In 2018, SWACO created the Central Ohio Food Waste Initiative, a group of more than 60 public and private organizations developing an action plan to cut Central Ohio's food waste in half by 2030. The action plan was released in the spring of 2019.

==Waste management==
In 2016, SWACO began using auto shredder residue to cover the landfill each day. This is a more cost-effective and environmentally friendly approach than using dirt or soil.

SWACO transforms landfill gasses into usable energy through its landfill gas collection system, which harnesses the landfill gas and transforms it into compressed natural gas for vehicle fuel and into pipeline-quality gas.
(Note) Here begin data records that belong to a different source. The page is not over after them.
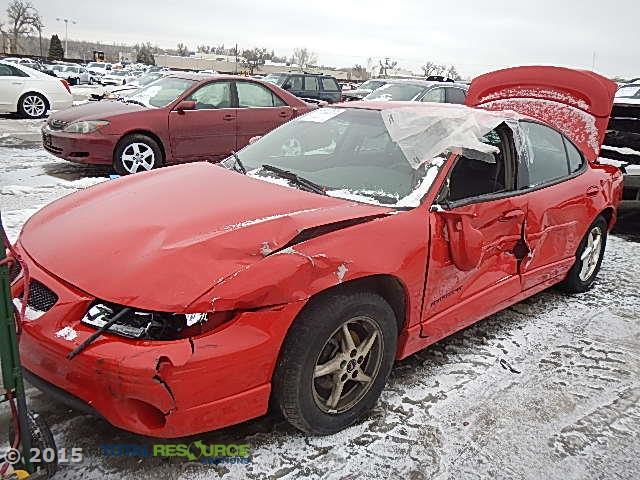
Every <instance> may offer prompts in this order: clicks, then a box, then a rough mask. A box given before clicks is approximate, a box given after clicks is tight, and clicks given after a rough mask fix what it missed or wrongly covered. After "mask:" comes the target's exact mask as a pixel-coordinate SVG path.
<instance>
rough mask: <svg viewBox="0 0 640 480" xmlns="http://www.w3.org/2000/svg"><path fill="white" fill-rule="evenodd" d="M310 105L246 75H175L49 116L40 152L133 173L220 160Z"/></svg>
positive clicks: (187, 74) (287, 92) (286, 119)
mask: <svg viewBox="0 0 640 480" xmlns="http://www.w3.org/2000/svg"><path fill="white" fill-rule="evenodd" d="M312 108H315V106H314V107H312V106H310V105H309V104H307V103H305V102H303V101H302V100H300V99H299V98H297V97H295V96H294V95H292V94H290V93H289V92H286V91H284V90H282V89H281V88H279V87H277V86H275V85H273V84H271V83H268V82H262V81H259V80H254V79H250V78H246V77H233V76H217V77H212V76H211V75H197V74H189V73H182V74H173V75H171V76H167V77H163V78H161V79H159V80H156V81H155V82H153V83H150V84H149V85H147V86H145V87H143V88H141V89H140V90H139V91H137V92H136V93H135V94H133V95H131V96H128V97H124V98H122V99H120V100H105V101H101V102H91V103H88V104H85V105H80V106H77V107H73V108H70V109H67V110H63V111H61V112H58V113H56V114H54V115H52V116H51V117H50V118H49V120H48V121H47V123H46V124H45V126H44V127H43V128H42V143H43V146H44V148H45V149H46V150H47V151H48V152H49V153H52V154H53V155H56V156H58V157H60V158H63V159H65V160H69V161H72V162H79V163H91V164H106V165H113V168H114V170H115V171H116V172H117V173H119V174H121V175H126V174H131V173H136V172H141V171H146V170H151V169H153V168H156V167H159V166H162V165H170V164H174V163H181V162H191V161H197V160H221V159H223V158H225V157H226V156H228V155H229V154H230V153H231V152H232V151H235V150H239V149H241V148H242V147H244V146H245V145H247V144H248V143H249V140H250V139H251V138H252V137H256V136H261V135H264V134H265V133H267V132H269V131H270V130H273V129H274V128H275V127H277V126H278V125H281V124H283V123H285V122H287V121H289V120H290V119H292V118H294V117H296V116H298V115H301V114H303V113H306V112H307V111H309V110H310V109H312Z"/></svg>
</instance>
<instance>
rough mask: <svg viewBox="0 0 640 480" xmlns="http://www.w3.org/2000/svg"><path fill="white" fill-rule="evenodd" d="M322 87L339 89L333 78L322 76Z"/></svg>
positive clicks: (323, 89) (330, 88) (330, 90)
mask: <svg viewBox="0 0 640 480" xmlns="http://www.w3.org/2000/svg"><path fill="white" fill-rule="evenodd" d="M322 89H323V90H330V91H334V92H335V91H336V90H339V87H338V82H336V81H335V80H334V79H333V78H323V79H322Z"/></svg>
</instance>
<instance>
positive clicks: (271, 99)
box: [236, 82, 283, 108]
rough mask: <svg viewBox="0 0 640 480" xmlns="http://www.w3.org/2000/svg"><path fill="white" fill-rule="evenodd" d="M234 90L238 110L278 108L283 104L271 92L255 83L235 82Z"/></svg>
mask: <svg viewBox="0 0 640 480" xmlns="http://www.w3.org/2000/svg"><path fill="white" fill-rule="evenodd" d="M236 90H237V91H238V107H239V108H252V107H253V108H255V107H278V106H281V105H282V103H283V102H282V100H280V99H279V98H278V97H276V96H275V95H274V94H273V93H272V92H271V90H269V89H268V88H266V87H264V86H262V85H259V84H257V83H253V82H236Z"/></svg>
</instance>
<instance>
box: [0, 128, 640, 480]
mask: <svg viewBox="0 0 640 480" xmlns="http://www.w3.org/2000/svg"><path fill="white" fill-rule="evenodd" d="M39 124H40V122H36V121H24V120H17V119H13V118H8V117H4V118H1V117H0V205H1V206H2V214H3V218H4V221H5V224H6V225H7V227H8V229H9V233H10V235H11V236H12V237H13V238H15V236H16V235H17V233H18V231H19V228H20V227H21V225H22V223H23V222H24V221H25V220H26V219H27V218H28V217H29V216H30V215H32V214H33V212H35V211H36V210H37V209H38V208H40V207H42V206H43V205H46V204H47V203H49V202H51V201H53V200H55V199H56V198H59V197H61V196H63V195H67V194H70V193H72V192H73V191H75V190H77V189H79V188H85V187H88V186H90V185H93V184H95V183H97V182H100V181H106V180H108V173H109V172H108V170H105V169H102V170H101V169H96V168H89V167H82V166H78V165H73V164H69V163H66V162H63V161H60V160H57V159H55V158H54V157H52V156H51V155H49V154H48V153H46V152H45V151H43V150H42V149H41V147H40V146H39V144H38V142H39V130H38V129H39ZM623 227H625V228H626V230H627V231H628V232H633V231H635V232H638V231H639V230H638V225H637V224H636V225H632V224H630V223H629V224H627V225H623ZM639 240H640V236H639V235H637V234H634V233H624V234H619V233H618V234H615V235H613V236H611V237H610V238H609V244H608V246H607V253H606V256H605V260H604V263H603V269H602V271H601V273H600V276H599V280H598V282H597V284H596V286H595V287H594V288H593V289H592V290H591V291H590V292H588V293H585V294H581V295H576V296H572V297H566V296H563V295H562V294H560V293H559V292H557V291H555V290H550V291H547V292H543V293H541V294H538V295H536V296H535V297H533V298H531V299H529V300H527V301H525V302H522V303H520V304H517V305H515V306H513V307H511V308H509V309H507V310H506V311H503V312H501V313H498V314H496V315H493V316H491V317H489V318H488V319H486V320H484V321H482V322H480V323H478V324H476V325H475V326H473V327H471V328H468V329H466V330H465V331H463V332H460V333H458V334H456V335H454V336H452V337H450V338H448V339H446V340H444V341H442V342H440V343H438V344H437V345H434V346H432V347H431V348H429V349H427V350H426V351H422V352H420V353H418V354H416V355H413V356H412V357H410V358H409V359H407V360H404V361H402V362H399V363H398V364H397V365H396V367H395V368H394V370H393V373H392V376H391V379H390V381H389V385H388V387H387V389H386V390H385V392H384V393H383V396H382V399H381V401H380V402H379V403H378V405H377V407H376V408H375V410H374V411H373V412H372V413H371V415H370V416H369V417H368V418H367V419H365V420H364V421H363V422H362V423H360V424H359V425H356V426H354V427H352V428H349V429H347V430H345V431H344V432H341V433H339V434H337V435H334V436H330V437H322V438H312V437H305V436H303V435H301V434H300V433H298V432H297V431H295V430H294V429H293V428H291V427H289V426H288V425H287V424H286V423H284V422H283V421H281V420H279V419H277V418H274V417H273V416H267V417H264V418H261V419H258V420H255V421H251V422H247V423H245V424H243V425H239V426H236V427H232V428H228V429H225V430H222V431H217V432H212V433H209V434H204V435H198V436H195V437H193V438H189V439H185V440H184V442H185V443H189V442H191V441H194V440H197V439H200V440H202V441H203V442H204V443H248V444H250V445H251V450H252V462H251V463H250V464H249V465H226V466H222V465H220V466H204V465H200V464H197V463H189V462H186V461H184V460H182V459H180V458H174V459H158V458H144V459H140V458H124V457H104V456H102V455H101V453H100V450H99V445H101V444H105V443H109V444H149V445H150V444H153V443H154V440H152V439H148V438H143V437H139V436H136V435H133V434H129V433H126V432H123V431H121V430H118V429H116V428H114V427H112V426H110V425H109V424H107V423H106V422H104V421H102V420H99V419H95V418H92V417H90V416H86V415H81V414H78V413H76V412H73V411H70V410H69V409H67V408H66V407H65V406H63V405H60V404H57V403H53V402H50V401H49V400H48V399H47V398H46V397H45V396H44V395H43V394H41V393H39V392H38V391H36V390H35V389H32V388H31V389H29V400H30V404H31V406H32V408H34V409H36V410H38V411H39V412H40V413H41V414H43V416H44V417H45V418H46V420H47V421H48V423H49V425H50V426H51V429H52V431H53V433H54V435H55V439H56V442H57V444H58V447H67V448H70V447H82V448H83V452H84V460H83V461H82V462H81V463H78V464H66V465H61V467H60V470H59V472H58V474H57V475H56V477H55V478H57V479H76V478H85V479H93V478H95V479H98V478H105V479H114V480H115V479H129V478H131V479H133V478H136V479H147V478H148V479H152V478H172V479H173V478H177V479H187V478H189V479H205V478H206V479H209V478H225V479H235V478H238V479H240V478H287V479H289V478H310V479H316V478H337V479H357V478H378V479H383V478H406V479H413V480H418V479H423V478H438V479H448V478H452V479H467V478H468V479H476V478H477V479H485V478H495V479H532V480H533V479H535V480H539V479H563V480H564V479H581V480H583V479H613V478H620V479H637V478H639V477H640V322H639V319H640V298H639V295H638V292H639V290H640V276H639V275H638V271H640V258H639V255H638V252H639V250H638V245H637V242H638V241H639ZM508 366H511V367H512V368H511V369H509V368H508ZM505 367H507V368H505ZM516 372H517V373H516ZM203 381H206V380H205V379H203ZM8 422H9V415H8V411H7V409H6V407H4V406H3V407H0V427H2V428H0V430H2V431H6V425H7V424H8ZM159 443H165V442H159Z"/></svg>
SWACO has lessened the environmental impact of its vehicle fleet by using passenger vehicles, front load trucks and transfer trucks that run on compressed natural gas instead of petroleum-based fuels. In 2015 SWACO was designated as an Ohio Green Fleet through the Clean Fuel Ohio's statewide Green Fleet program for its efforts.

==Research==
SWACO conducts and supports research to learn more about central Ohio's waste stream and what can be done to recycle more and landfill less. A 2019 audit of 20,000 Columbus households found that about 75% of residents participate in recycling, but one in four put items in their recycling containers that are not accepted in Franklin County's curbside recycling program. Another study done regularly, the Waste Characterization Study, examines the garbage at the landfill to find out what people are throwing away and what could have been recycled.